Hoje, na última página do Público, Miguel Gaspar reflecte sobre o fim do mundo; nada de importante, ele tem razão: acabou quatro vezes este ano, se não mais. Ora é a subida vertiginosa do preço do petróleo, ora é a ameaça nuclear iraniana, ora é um ou outro atentado terrorista, a crise financeira, a derrocada económica... há incontáveis razões para pôr as mãos à cabeça. O que Miguel Gaspar não faz é dar o remate apropriado ao texto: para os media, estes têm sido tempos de festividade contínua. Os jornais analisam, as televisões gritam, os blogues alarmam, até à exaustão. Os canais de notícias, de hora a hora, repetem os augúrios de catástrofe, e em resposta os mercados entram mesmo em pânico, e as economias deprimem-se, e o mundo ocidental descarrila, como num mau filme de Hollywood.
A verdadeira notícia deste ano, conclusão alarmante de um período crescente de histerismo mediático, é que bastam os boatos dos jornalistas e as previsões dos analistas para as coisas acontecerem. O hipermediatismo actual leva a que tudo se saiba a toda a hora, e numa sociedade dominada por uma economia liberal que se funda em bens virtuais, em dinheiro potencial, basta a mais ínfima centelha de pânico para espoletar um incêndio incontrolável.
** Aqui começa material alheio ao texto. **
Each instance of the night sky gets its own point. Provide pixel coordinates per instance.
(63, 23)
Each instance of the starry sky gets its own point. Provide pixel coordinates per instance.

Quando a crise financeira rebentou, as televisões começavam de manhã a especular sobre a queda das boslas, continuavam ao longo do dia noticiando a queda das bolsas (espectacular Nostradamus) e finalizavam o dia aguardando ansiosamente o dia seguinte, que ainda seria pior que o anterior; o caos a qualquer momento podia se instalar, o fim do mundo parecia estar perto. Mas, milagre, umas quantas empresas faliram, o que até parece ser um facto normal nas sociedades capitalistas, e tudo passou, até que começaram a aparecer os rumores da crise económica (verdadeiros cavaleiros do Apocalipse), precedendo a real crise económica. O ciclo regular da economia parece que foi tomado pelo medo, de forma estranhamente parecida ao que acontece com o terrorismo; cada previsão económica dos analistas dos media destila o receio sobre o que virá. Pessimistas ganham espaço nas colunas dos jornais e tempo de antena na televisão, perorando infinitamente sobre a podridão do mundo actual e suspirando sobre um tempo mítico que na realidade nunca terá existido.
Convém não fecharmos os olhos aos indícios (o misticismo apocalíptico é o maná dos nossos dias). Tudo pode terminar? Claro, eventualmente, não é isso que está em causa. Mas mais depressa terminará a imprensa tal como a conhecemos, e se indícios existem, é disso mesmo; a imparável tabloidização de todos os meios de comunicação é um sintoma do fim de uma era, a que não será, de todo, alheio, o surgimento dos blogues e do do it yourself, essência da Web 2.0.
O mundo é que não deixará de existir se não for notícia.